API
The API used in this project is pg_featureserv: a PostGIS-based feature server written in Go. It is a lightweight, low-configuration RESTful web service that provides access to spatial data stored in PostGIS tables, as well as spatial processing capability based on PostGIS spatial functions.
This tool complies with OGC and OpenAPI standards and auto-creates some documentation for the API endpoint.
The available data is available from two broad categories: OGC feature collections and database functions.
These are collections of geospatial data that is configured as postgres views in the postgisftw schema. Collection can be filtered and queried using CQL filters appended to the URL. This allows users to search for specific vessels, in a specific bounding box, during a specific time window. Very handy!
While a user can use CQL to filter on any feature in the schema performance will be much better when filtering over indexed items.
What follows is a breakdown of the current collection endpoint and their SQL definitions:
The latest_position end point fetches the most recent position, per MMSI, for all vessels in the time and space window. If no filters are used then it will return thousands of vessels, which might not be particularly useful. Historical data, from before Feb 2021 for example, can be selected by using a “bucket < 2021-02-02” CQL filter.
The columns returned are:
- MMSI: Indexed Mobile Maritime Service ID associated with vessel’s AIS transceiver.
- Time_bucket: Indexed time bucket associated with the 30 minute AIS position report continuous aggregate.
- IMO: Latest reported IMO registration number
- Callsign: Latest reported radio callsign
- Flag: Flag of country associated with first 3 digits of MMSI
- Name: Latest reported vessel name
- Type and Cargo: Latest reported 2 digit AIS code representing vessel’s type and cargo.
- Type: Broad catagory of vessel type.
- Sub Type: Cargo sub type for vessel.
- Draught: Latest reported draught.
- Position: Indexed vessel position.

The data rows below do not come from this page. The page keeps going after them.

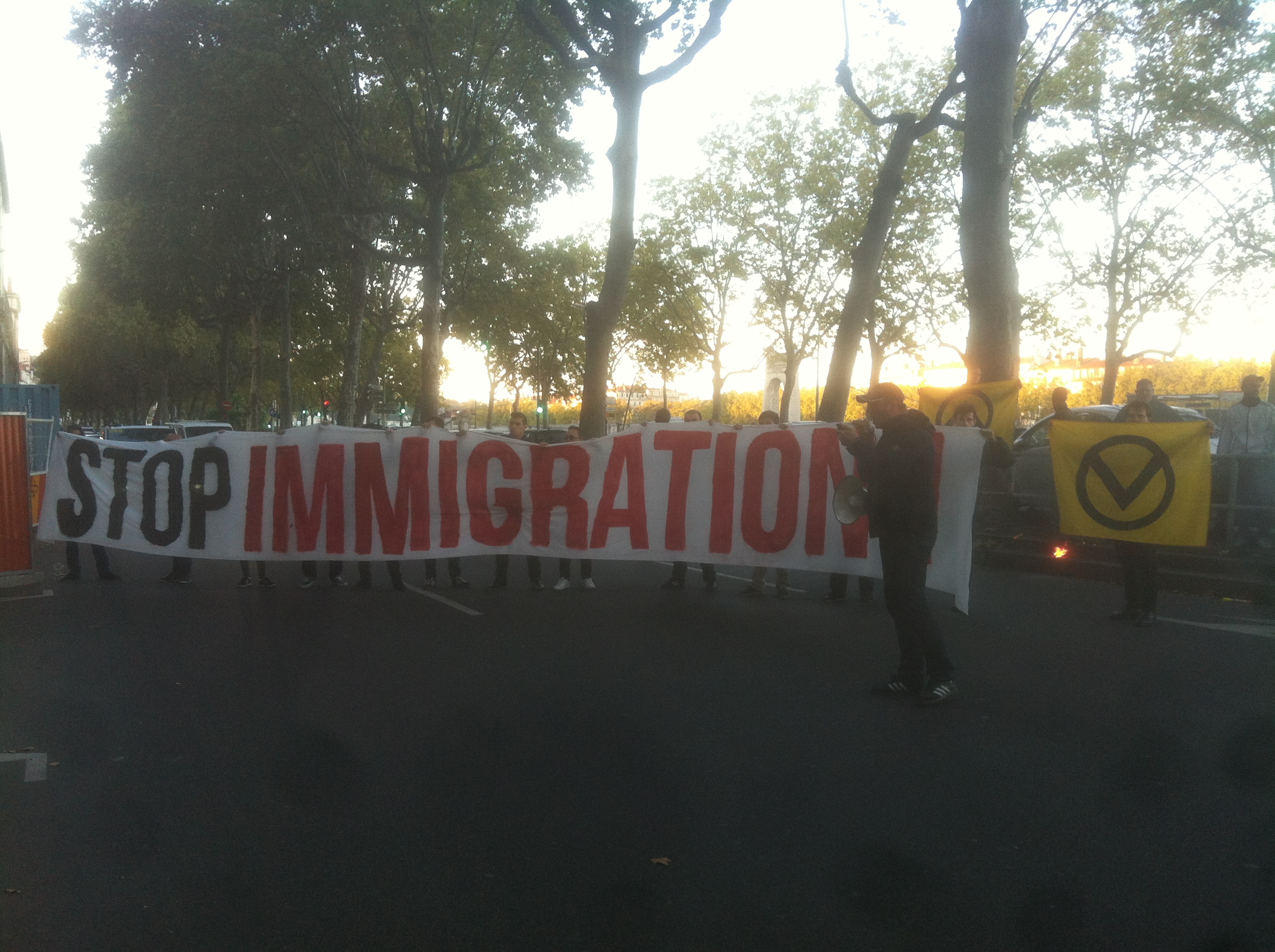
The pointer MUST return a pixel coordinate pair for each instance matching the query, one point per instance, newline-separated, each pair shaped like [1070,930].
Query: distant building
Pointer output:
[773,390]
[1073,370]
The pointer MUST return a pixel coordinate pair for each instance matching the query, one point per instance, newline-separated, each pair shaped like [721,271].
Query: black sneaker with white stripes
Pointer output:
[936,692]
[894,688]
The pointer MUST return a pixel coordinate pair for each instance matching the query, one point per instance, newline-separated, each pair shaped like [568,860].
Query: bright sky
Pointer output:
[55,106]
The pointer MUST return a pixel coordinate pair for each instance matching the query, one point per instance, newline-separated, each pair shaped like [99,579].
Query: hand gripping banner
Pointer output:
[695,492]
[995,404]
[1140,482]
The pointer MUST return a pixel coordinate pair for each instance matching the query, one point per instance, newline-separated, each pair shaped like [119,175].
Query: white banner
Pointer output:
[692,492]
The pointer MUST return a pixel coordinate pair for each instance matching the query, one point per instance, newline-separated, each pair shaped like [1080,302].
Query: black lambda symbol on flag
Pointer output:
[1123,495]
[958,397]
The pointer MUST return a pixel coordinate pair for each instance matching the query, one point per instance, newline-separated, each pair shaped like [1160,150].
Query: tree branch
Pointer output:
[711,29]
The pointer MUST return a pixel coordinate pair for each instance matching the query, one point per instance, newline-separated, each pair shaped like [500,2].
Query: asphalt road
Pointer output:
[332,769]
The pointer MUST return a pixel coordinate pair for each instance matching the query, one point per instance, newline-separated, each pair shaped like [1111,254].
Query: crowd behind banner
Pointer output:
[758,496]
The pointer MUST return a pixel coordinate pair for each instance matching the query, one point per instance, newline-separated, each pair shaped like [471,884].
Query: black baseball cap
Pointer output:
[881,391]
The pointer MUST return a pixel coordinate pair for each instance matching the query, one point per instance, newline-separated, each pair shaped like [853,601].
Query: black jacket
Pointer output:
[899,476]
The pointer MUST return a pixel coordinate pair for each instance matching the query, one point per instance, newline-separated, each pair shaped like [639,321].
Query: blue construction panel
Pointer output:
[37,401]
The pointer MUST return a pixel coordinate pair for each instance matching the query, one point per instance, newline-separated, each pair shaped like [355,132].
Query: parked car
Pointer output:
[141,434]
[186,429]
[1033,470]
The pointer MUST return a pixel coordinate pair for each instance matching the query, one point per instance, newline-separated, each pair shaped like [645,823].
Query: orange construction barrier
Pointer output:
[14,495]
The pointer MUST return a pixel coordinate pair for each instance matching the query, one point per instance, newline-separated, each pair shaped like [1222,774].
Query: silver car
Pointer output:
[1033,470]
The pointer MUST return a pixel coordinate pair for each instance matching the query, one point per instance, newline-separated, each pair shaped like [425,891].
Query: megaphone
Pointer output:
[851,500]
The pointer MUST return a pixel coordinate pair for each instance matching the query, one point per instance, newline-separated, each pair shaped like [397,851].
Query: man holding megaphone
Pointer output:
[903,515]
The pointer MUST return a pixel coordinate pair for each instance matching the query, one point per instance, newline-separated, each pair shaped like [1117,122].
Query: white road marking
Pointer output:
[37,764]
[436,597]
[1267,631]
[46,593]
[737,578]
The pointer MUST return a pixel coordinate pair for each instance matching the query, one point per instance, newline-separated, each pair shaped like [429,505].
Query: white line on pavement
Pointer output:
[436,597]
[1263,630]
[46,593]
[737,578]
[37,764]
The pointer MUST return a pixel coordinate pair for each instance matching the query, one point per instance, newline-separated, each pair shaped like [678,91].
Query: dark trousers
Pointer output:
[431,569]
[100,560]
[533,569]
[261,570]
[311,570]
[838,585]
[586,567]
[1142,574]
[921,645]
[365,572]
[680,571]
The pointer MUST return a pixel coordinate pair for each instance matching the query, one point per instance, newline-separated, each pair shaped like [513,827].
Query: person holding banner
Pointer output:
[517,431]
[573,436]
[903,516]
[1138,560]
[677,580]
[758,587]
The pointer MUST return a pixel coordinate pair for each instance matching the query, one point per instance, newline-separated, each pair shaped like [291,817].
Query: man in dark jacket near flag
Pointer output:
[898,471]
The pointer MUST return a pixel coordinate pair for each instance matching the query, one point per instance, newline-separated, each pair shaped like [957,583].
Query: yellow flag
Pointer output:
[995,404]
[1140,482]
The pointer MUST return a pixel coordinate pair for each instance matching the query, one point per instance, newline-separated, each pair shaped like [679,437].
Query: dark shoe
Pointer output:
[938,692]
[894,688]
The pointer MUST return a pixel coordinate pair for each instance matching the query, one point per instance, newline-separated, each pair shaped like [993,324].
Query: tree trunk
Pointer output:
[860,307]
[878,362]
[987,50]
[718,383]
[286,354]
[374,367]
[431,301]
[354,337]
[162,406]
[223,373]
[602,317]
[254,387]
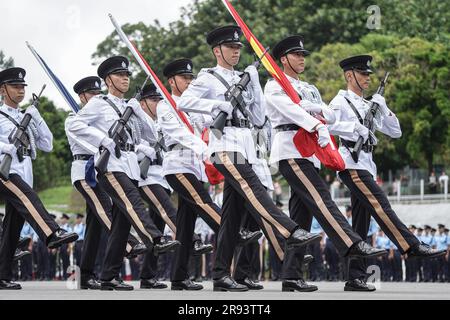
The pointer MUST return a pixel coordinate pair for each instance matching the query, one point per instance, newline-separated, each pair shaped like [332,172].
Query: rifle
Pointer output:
[368,120]
[19,138]
[118,134]
[234,96]
[144,165]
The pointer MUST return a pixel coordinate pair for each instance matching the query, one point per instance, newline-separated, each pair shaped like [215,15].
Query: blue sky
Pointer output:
[66,33]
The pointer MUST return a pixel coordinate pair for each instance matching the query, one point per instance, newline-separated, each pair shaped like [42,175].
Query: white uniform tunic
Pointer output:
[206,91]
[78,146]
[44,142]
[346,121]
[281,110]
[92,124]
[155,172]
[189,158]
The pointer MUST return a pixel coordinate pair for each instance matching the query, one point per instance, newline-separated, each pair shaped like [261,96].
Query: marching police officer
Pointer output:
[367,197]
[310,195]
[80,229]
[185,171]
[156,192]
[22,202]
[234,152]
[92,124]
[98,203]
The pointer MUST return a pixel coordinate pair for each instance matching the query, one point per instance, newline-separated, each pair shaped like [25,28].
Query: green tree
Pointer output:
[53,169]
[417,92]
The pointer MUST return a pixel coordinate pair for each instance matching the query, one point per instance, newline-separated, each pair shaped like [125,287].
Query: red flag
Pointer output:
[305,142]
[210,170]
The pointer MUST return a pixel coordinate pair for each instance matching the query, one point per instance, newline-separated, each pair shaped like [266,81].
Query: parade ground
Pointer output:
[46,290]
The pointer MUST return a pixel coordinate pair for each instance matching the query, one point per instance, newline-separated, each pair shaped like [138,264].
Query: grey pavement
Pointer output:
[59,290]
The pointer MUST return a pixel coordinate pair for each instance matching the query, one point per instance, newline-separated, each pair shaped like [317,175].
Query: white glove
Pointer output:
[9,149]
[108,144]
[311,106]
[146,150]
[224,106]
[136,106]
[34,113]
[254,76]
[324,136]
[379,99]
[362,131]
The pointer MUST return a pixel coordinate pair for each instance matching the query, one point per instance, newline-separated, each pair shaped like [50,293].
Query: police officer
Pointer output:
[441,244]
[65,249]
[156,192]
[234,152]
[350,108]
[310,195]
[22,203]
[80,229]
[185,171]
[98,203]
[92,124]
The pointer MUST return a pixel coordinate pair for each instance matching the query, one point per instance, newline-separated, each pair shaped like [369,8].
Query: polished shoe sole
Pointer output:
[89,288]
[20,256]
[168,249]
[205,251]
[317,237]
[288,289]
[59,243]
[254,238]
[251,288]
[115,288]
[373,255]
[222,289]
[358,289]
[187,289]
[435,255]
[153,287]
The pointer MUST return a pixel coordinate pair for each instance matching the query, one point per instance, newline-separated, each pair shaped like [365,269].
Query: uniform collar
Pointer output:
[226,71]
[10,110]
[354,96]
[115,99]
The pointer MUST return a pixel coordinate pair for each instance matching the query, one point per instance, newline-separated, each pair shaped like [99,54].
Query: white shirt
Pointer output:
[206,91]
[281,110]
[44,142]
[92,124]
[188,159]
[78,146]
[155,172]
[346,121]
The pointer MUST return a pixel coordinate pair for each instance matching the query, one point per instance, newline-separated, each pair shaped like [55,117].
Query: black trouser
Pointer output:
[78,251]
[310,197]
[128,209]
[332,258]
[242,185]
[193,201]
[64,259]
[98,217]
[162,212]
[368,199]
[247,257]
[22,203]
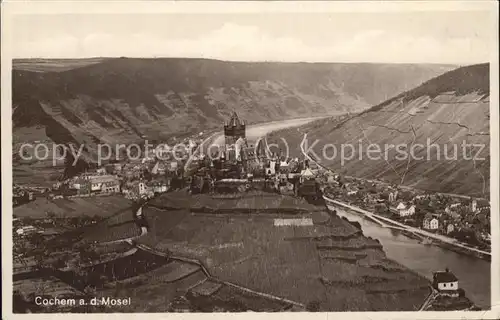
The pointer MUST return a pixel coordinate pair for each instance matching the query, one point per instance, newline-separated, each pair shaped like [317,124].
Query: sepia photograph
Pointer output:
[253,157]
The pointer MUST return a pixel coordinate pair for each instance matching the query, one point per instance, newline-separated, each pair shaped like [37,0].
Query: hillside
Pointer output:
[126,100]
[447,111]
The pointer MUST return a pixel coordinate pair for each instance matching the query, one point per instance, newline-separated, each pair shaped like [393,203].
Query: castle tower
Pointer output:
[233,130]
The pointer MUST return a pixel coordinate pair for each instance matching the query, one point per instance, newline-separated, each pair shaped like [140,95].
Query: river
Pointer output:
[473,273]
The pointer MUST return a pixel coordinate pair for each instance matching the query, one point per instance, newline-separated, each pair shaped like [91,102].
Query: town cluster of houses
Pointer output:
[451,218]
[428,211]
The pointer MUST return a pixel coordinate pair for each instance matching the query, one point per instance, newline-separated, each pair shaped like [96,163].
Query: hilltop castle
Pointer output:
[233,130]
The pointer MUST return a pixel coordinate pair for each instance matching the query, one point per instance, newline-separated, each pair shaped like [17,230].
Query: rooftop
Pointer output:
[445,276]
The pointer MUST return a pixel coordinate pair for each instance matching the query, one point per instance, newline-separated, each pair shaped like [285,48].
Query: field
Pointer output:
[92,206]
[330,262]
[52,65]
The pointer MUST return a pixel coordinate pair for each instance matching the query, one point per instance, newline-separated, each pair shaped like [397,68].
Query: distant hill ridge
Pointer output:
[123,100]
[448,110]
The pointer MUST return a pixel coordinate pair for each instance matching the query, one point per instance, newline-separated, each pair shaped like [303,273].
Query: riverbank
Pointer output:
[442,241]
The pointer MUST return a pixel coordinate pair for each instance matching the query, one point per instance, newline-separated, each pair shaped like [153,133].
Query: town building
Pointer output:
[105,184]
[393,196]
[430,222]
[26,230]
[479,205]
[446,283]
[450,228]
[405,211]
[233,130]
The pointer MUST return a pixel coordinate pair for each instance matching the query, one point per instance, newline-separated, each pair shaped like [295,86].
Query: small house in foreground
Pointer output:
[446,283]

Associated with AIS position reports.
- COG: Course over Ground associated with position report in bucket
- SOG: Speed over Ground associated with position report in bucket
- NavStatus: Navigation Status code associated with position report in bucket
- Description: Human readable navigation status.
CREATE OR REPLACE VIEW postgisftw.latest_positions
AS
SELECT DISTINCT ON (aa.mmsi) aa.mmsi,
aa.bucket AS time_bucket,
bb.imo,
bb.callsign,
dd.country AS flag,
bb.name,
bb.type_and_cargo,
ee.type,
ee.sub_type,
bb.draught,
aa."position"::geometry(Point,4326) AS geom,
aa.cog,
aa.sog,
aa.nav_status,
cc.description AS nav_description
FROM ais.hourly_pos_cagg aa
LEFT JOIN ais.vessel_details_cagg bb ON aa.mmsi = bb.mmsi
LEFT JOIN ais.nav_status cc ON aa.nav_status = cc.nav_status
LEFT JOIN ais.mid_to_country dd ON "left"(aa.mmsi, 3) = dd.mid::text
LEFT JOIN ais.ais_num_to_type ee ON bb.type_and_cargo = ee.ais_num::text
ORDER BY aa.mmsi, aa.bucket DESC;
This contains the latest voyage report information on vessels. CQL can be used to select a specific vessel’s MMSI, Name or to do a search using “like”. Time windows can be used to retrieve voyage report information for a vessel at a specific point in time.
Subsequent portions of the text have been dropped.